Thursday, April 9, 2015

The Last Time #46

When was the last time you looked at your naked body and liked what you saw?

Probably the last time you got a good night's sleep, too.

I've never really have given my body much thought; I was too tall to attract the boys' attention, so my body wasn't something I thought negatively or positively about.

Then I had a baby.

Abbie, 3 days old.

And another baby.
Charlton, a few hours old.

And one more baby.
Parry, one week old.

Let me tell you, I didn't like my body from the day I birthed Abbie onward.  The stretch marks-everywhere!  Thigh, stomach, breasts!  After nursing three babies a total of five years, my poor baby feeders look like limp gym socks, and no exercise will ever improve that.  The scars have faded over time from two c-sections, but the silvery lines on too stretched skin will always remain.  I was once just too tall, and now I was too marked.  Not one to obsess over what I couldn't change, I ignored my body.  I kept my weight in check (until the recent concussion) but I cared little for it.  It had served it's purpose in birthing three beautiful children, and had nourished them through babyhood.  Job well done, body.  Then I just ignored it...for the next twelve years.

February 2008, when things were good.

Oh, I did enjoy being thin; I'm not going to lie.  As I approached 40 I actually grew to like how I looked for my age; interestingly, that's when the "boys" started to notice.  Remember, I started the Quest not to lose weight (that is a non-David corrected lose there) but to regain my health.  Now, 8 weeks in and about 15lbs down, I'm looking differently at my body.  The marks no longer bother me.  What do I want it to look like?

Really?  You honestly think I'd post a picture?

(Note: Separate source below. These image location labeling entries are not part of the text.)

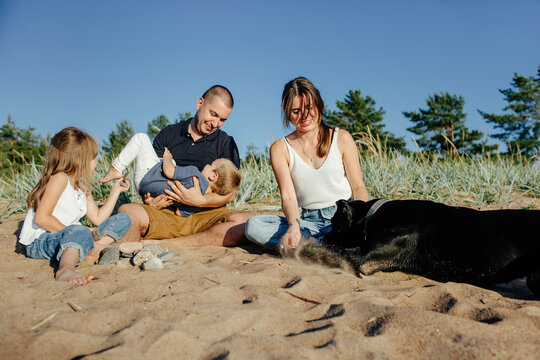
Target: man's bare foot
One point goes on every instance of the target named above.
(168, 165)
(71, 276)
(112, 174)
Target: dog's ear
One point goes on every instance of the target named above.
(342, 219)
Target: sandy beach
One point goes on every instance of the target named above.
(242, 303)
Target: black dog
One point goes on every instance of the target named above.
(441, 242)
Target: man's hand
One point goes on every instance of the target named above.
(160, 202)
(191, 196)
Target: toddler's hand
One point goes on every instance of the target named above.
(121, 185)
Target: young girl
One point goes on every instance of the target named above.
(61, 198)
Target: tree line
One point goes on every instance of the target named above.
(439, 127)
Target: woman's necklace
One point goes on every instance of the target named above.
(304, 151)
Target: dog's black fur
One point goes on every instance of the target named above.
(441, 242)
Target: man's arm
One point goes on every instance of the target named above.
(194, 197)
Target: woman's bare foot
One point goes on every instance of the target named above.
(168, 165)
(93, 255)
(71, 276)
(112, 174)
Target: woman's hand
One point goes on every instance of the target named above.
(291, 239)
(121, 186)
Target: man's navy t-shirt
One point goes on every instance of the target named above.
(185, 151)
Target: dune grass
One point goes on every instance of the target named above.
(478, 181)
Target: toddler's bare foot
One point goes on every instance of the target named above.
(71, 276)
(168, 165)
(112, 174)
(147, 242)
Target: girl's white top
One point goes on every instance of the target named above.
(322, 187)
(69, 209)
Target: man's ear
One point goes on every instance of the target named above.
(199, 103)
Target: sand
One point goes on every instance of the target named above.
(241, 303)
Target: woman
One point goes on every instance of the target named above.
(315, 166)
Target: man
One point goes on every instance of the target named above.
(197, 141)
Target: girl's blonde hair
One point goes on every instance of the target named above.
(305, 88)
(71, 151)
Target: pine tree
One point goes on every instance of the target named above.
(442, 126)
(118, 139)
(155, 126)
(357, 113)
(520, 129)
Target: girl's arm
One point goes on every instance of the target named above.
(279, 157)
(44, 217)
(99, 214)
(351, 163)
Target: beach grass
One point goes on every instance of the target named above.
(459, 179)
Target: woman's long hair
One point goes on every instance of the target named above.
(71, 151)
(305, 88)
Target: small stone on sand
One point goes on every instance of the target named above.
(153, 263)
(166, 255)
(143, 256)
(127, 249)
(109, 256)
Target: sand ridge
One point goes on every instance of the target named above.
(237, 303)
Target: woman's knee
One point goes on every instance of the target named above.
(78, 234)
(261, 227)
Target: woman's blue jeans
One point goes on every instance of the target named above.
(267, 230)
(52, 245)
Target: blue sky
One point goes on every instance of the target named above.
(92, 64)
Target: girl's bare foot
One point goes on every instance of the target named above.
(71, 276)
(93, 255)
(168, 165)
(112, 174)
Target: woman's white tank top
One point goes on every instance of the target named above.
(69, 209)
(322, 187)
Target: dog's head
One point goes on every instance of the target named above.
(348, 224)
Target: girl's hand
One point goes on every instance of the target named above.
(160, 202)
(121, 186)
(291, 239)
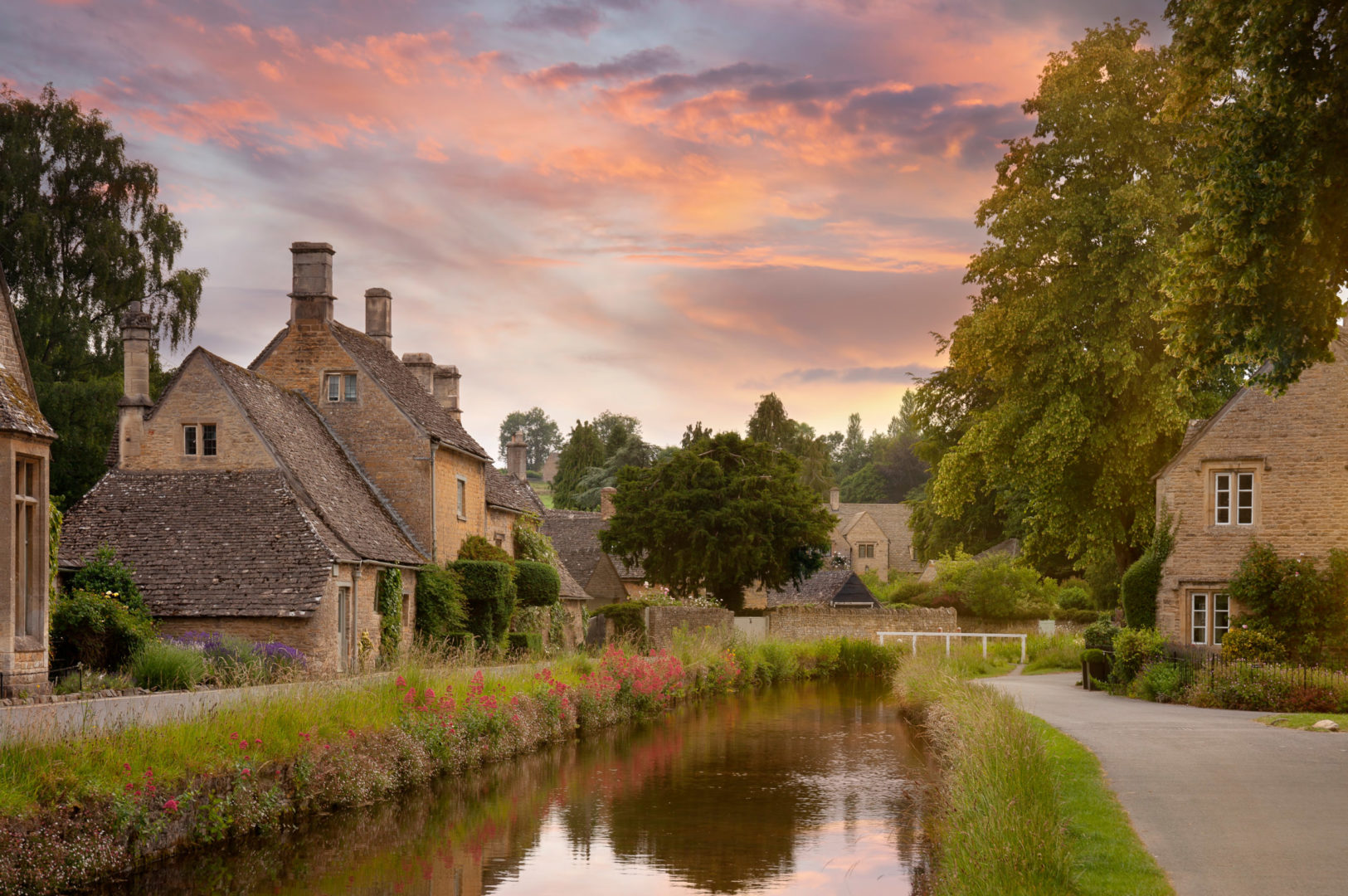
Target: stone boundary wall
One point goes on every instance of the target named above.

I'm more than comfortable now with my baby brandings.  Nothing a good bra and spanx can't correct.

This is miracle stuff.

But the rest of it?  I *liked* seeing definition in my biceps.  I *love* having strong legs.  If the cellulite could be banished, I'd swear it was heaven.  I still need to do one good push-up (wait!  Let me go try!  Nope!) but my next goal...what does it look like?  Is it what my body can do, or what it looks like?

With my new body goal question in mind (because I had put on yoga pants, which are very unforgiving, and spanx aren't an option in them) I headed to yoga at the Adult Center with Katy.  I expected another lovely stretchy workout.  Wrong.

Almost immediately, my stomach became upset.  Nausea and yoga are not a good mix, and I quickly grew very frustrated.  My mood blackened, and I dreaded the class immediately following at another studio.  I had trouble doing everything.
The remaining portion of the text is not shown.